Gregory Connell, PhD

Associate Professor, Department of Pharmacology

Gregory Connell

Contact Info

Office Phone 612-624-3132

Office Address:
3-126 Nils Hasselmo Hall
312 Church St SE
Minneapolis, MN 55455

Lab Address:
3-202 Nils Hasselmo Hall
312 Church St SE
Minneapolis, MN 55455

Postdoctoral Fellowship, UCLA/HHMI, Los Angeles, Ca

Postdoctoral Fellowship, University of Colorado at Boulder

PhD (Biochemistry), University of British Columbia, Canada



RNA biochemistry and molecular biology; mammalian iron homeostasis


Research Summary/Interests

Dr. Connell and colleagues are currently engaged in research into the mechanism of mammalian iron homeostasis during health and disease. The redox potential and coordination chemistry of iron in aqueous solution is exploited within a wide cross-section of biochemistry, including respiration, the synthesis of deoxyribonucleotides and the transport of oxygen. However, some of the same properties of aqueous iron that make it so valuable can also result in the generation of free radicals that are toxic to the cell. As a result, mechanisms have evolved to precisely regulate both the organismal and intracellular iron concentration. Understanding these mechanisms is highly relevant to the development of novel drugs for the treatment of a wide range of pathologies in which iron homeostasis has been perturbed, including cancer.

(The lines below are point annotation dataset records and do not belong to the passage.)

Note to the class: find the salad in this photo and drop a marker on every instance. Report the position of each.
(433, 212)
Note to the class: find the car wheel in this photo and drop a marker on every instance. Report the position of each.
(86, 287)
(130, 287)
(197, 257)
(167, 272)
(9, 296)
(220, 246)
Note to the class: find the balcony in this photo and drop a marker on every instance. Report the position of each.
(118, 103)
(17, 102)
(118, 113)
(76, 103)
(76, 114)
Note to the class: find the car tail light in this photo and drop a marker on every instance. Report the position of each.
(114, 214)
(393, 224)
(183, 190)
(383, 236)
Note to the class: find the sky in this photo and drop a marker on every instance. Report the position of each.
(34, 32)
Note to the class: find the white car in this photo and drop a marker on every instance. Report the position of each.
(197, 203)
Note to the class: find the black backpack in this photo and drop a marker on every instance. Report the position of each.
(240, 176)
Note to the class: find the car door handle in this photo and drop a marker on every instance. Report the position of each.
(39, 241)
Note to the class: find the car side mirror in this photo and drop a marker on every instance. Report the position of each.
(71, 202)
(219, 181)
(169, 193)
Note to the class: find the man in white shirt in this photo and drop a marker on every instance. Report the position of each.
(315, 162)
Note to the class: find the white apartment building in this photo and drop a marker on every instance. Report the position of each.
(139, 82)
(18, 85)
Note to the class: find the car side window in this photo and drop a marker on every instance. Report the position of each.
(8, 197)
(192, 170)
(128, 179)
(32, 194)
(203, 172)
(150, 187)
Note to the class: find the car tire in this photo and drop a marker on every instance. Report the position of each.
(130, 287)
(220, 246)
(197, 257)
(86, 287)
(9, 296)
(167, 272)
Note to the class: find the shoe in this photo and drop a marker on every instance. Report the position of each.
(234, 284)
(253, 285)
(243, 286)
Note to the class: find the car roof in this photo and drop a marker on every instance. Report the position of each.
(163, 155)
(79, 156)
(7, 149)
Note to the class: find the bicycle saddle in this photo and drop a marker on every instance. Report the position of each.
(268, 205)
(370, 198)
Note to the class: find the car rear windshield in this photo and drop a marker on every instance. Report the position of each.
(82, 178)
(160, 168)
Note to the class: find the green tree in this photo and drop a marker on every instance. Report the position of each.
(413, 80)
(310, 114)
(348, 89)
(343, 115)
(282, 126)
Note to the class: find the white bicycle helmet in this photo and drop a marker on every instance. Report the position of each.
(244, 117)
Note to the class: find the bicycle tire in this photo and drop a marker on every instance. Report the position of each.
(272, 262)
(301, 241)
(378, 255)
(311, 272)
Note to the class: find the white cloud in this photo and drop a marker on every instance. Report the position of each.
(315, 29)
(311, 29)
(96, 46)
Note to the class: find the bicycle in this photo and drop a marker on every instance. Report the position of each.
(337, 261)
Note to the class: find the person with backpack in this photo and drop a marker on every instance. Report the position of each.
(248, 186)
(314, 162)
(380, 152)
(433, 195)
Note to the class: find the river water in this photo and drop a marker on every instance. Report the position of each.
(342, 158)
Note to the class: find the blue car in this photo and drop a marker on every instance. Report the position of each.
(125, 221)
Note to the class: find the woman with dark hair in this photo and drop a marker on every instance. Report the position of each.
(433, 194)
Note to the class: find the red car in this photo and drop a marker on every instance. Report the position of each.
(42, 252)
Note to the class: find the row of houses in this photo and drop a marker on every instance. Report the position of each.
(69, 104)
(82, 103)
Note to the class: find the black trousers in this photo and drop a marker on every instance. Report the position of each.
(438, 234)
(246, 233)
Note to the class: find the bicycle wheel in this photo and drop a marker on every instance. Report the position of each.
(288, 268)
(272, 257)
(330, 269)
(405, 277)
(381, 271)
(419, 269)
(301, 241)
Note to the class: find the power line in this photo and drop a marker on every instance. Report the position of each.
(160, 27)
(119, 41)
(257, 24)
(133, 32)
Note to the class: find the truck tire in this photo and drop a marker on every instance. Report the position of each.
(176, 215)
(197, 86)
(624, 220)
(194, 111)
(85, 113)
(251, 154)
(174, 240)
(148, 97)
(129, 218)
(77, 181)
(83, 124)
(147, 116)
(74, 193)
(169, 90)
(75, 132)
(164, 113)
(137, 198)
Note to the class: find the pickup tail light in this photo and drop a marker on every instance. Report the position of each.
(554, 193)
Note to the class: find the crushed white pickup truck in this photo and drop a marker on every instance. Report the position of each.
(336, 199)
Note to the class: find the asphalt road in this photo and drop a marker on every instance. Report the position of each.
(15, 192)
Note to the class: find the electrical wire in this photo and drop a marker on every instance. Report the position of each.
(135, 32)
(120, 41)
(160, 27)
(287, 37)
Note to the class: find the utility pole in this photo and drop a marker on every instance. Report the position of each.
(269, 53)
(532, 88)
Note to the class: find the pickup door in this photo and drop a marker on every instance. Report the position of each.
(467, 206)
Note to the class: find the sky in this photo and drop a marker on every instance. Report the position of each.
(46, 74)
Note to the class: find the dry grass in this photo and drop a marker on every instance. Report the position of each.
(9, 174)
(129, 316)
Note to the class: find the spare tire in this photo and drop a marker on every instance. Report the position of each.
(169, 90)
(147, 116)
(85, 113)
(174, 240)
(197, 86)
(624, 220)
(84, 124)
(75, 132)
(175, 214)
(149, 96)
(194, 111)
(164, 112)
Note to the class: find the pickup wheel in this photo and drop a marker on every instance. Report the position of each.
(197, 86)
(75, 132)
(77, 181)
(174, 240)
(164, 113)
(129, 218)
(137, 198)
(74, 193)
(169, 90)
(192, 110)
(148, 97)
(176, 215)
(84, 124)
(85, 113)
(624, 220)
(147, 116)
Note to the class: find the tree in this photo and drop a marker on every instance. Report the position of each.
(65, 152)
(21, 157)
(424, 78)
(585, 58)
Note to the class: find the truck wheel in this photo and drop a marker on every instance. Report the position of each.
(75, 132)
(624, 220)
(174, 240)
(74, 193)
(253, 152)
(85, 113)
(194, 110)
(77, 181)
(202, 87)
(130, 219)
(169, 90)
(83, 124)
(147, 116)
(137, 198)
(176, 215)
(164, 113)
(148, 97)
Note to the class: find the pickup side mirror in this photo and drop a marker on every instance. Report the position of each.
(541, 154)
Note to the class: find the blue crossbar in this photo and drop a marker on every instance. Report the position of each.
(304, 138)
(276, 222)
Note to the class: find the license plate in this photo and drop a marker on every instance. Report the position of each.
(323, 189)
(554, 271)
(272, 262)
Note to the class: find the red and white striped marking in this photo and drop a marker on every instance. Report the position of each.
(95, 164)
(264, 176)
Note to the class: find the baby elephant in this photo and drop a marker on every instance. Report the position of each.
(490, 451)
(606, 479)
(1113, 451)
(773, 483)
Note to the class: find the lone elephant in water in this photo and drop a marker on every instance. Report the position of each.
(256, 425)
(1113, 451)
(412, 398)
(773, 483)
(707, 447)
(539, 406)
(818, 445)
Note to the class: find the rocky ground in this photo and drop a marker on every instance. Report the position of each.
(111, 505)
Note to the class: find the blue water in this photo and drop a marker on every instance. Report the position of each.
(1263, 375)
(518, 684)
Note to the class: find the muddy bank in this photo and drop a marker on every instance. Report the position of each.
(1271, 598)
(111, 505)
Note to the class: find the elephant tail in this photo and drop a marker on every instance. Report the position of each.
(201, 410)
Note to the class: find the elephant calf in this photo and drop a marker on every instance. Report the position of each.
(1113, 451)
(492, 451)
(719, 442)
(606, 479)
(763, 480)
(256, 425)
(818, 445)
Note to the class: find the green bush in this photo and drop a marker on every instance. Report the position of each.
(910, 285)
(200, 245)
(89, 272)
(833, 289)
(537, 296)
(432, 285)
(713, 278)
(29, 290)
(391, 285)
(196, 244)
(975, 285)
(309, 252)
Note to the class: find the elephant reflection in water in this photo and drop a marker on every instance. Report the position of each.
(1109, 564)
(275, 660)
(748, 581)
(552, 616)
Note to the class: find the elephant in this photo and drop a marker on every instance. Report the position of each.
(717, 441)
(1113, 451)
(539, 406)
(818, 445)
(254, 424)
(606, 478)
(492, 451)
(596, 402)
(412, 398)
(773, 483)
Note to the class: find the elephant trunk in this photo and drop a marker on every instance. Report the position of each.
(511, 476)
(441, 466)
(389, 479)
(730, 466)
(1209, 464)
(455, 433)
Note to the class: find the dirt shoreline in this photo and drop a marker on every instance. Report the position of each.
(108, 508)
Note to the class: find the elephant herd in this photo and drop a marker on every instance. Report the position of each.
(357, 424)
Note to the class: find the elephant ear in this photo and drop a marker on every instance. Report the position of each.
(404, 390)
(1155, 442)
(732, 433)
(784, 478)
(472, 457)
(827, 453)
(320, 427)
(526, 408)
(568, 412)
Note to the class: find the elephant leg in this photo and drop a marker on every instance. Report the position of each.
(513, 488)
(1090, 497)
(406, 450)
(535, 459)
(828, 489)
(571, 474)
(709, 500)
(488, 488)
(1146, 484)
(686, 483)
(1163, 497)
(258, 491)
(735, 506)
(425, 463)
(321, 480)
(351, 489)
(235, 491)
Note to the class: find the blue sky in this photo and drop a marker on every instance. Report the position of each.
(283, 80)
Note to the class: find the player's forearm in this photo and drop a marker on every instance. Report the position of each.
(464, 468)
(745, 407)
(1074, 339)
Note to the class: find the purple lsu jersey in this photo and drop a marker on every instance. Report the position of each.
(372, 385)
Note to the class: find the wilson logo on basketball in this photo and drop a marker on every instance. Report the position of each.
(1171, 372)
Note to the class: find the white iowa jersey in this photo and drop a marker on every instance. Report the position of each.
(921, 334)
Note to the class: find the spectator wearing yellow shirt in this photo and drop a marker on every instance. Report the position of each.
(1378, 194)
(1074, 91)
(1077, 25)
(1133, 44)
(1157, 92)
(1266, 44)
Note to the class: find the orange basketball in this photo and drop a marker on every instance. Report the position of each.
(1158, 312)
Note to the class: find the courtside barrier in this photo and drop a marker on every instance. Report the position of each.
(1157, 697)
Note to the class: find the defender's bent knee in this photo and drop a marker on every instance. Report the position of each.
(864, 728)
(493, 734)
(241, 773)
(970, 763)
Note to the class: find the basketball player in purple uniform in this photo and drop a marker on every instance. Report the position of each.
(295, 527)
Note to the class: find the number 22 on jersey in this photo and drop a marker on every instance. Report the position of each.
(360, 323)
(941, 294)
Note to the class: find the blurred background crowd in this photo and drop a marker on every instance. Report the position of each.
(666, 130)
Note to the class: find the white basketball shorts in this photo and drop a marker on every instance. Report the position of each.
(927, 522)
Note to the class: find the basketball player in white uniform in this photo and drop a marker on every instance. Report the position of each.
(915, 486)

The transferrin receptor (TfR1) is the primary means of iron importation for most mammalian cells, and the regulation of mRNA stability in response to changing intracellular iron is a major mechanism through which TfR1 expression is controlled. The focus of the lab has been to identify the process through which the stability of the TfR1 mRNA is regulated in response to changing intracellular iron. The approach taken initially involved defining the features within the 3’ UTR of the TfR1 mRNA that are essential for iron-responsive degradation, which include three highly conserved hairpin loops (Figure 1). These have subsequently been exploited as probes to identify the key protein mediating the iron-responsive degradation. Current studies are focused upon characterizing the mechanism involved with the process as well as exploring its potential as a therapeutic target for the treatment of pathologies related to disorders of iron regulation.

Figure 1. Three short hairpin loops (red) within the 3’ UTR of the TfR1 mRNA were defined as essential for iron-responsive degradation (Dhwani & Connell, RNA vol 22 (8) 1271-82, 2016). The lab has recently exploited these features to identify the protein that mediates the degradation.